Mexican auto production and sales continued to fall sharply in August from the year-ago month, although an improvement in U.S. demand limited the decline in exports, an industry group reported Tuesday.

The Mexican Auto Industry Association, or AMIA, said production fell 34% from August 2008 to 134,501 units, while exports were down 22% to 111,263 units, and domestic sales fell 32% to 58,926 units.

The drop in exports was smaller than in previous months, helped by the U.S. "Cash for Clunkers" program driving demand for new cars.

"The U.S. vehicle renovation program mitigated the drop in exports from our country," AMIA said, adding that exports to the U.S. fell 22% year-on-year last month.
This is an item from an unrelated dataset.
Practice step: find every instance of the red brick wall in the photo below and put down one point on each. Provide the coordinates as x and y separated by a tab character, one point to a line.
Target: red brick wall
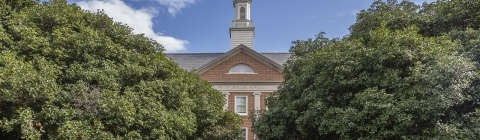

In the first eight months of 2009, exports to the U.S. were off 38% from the same period in 2008.

"This apparent improvement should be taken with certain reservations," Mexico City's Vector brokerage said in a research note. "The question remains as to whether the U.S. recovery will be sustained, given that domestic demand is stagnant and won't be the motor that lifts the economy."

AMIA President Eduardo Solis reiterated at a press conference that the industry expects production for the full-year to be 30% lower than in 2008.

Auto production in the January to August period tumbled 40% from the year-ago period to 845,858 vehicles. Exports sank 38% to 686,824 units, while domestic sales fell 31% to 471,658.

"The adverse international economic situation continues affecting our exports and production," AMIA said, adding that weak consumer confidence is hurting sales in Mexico.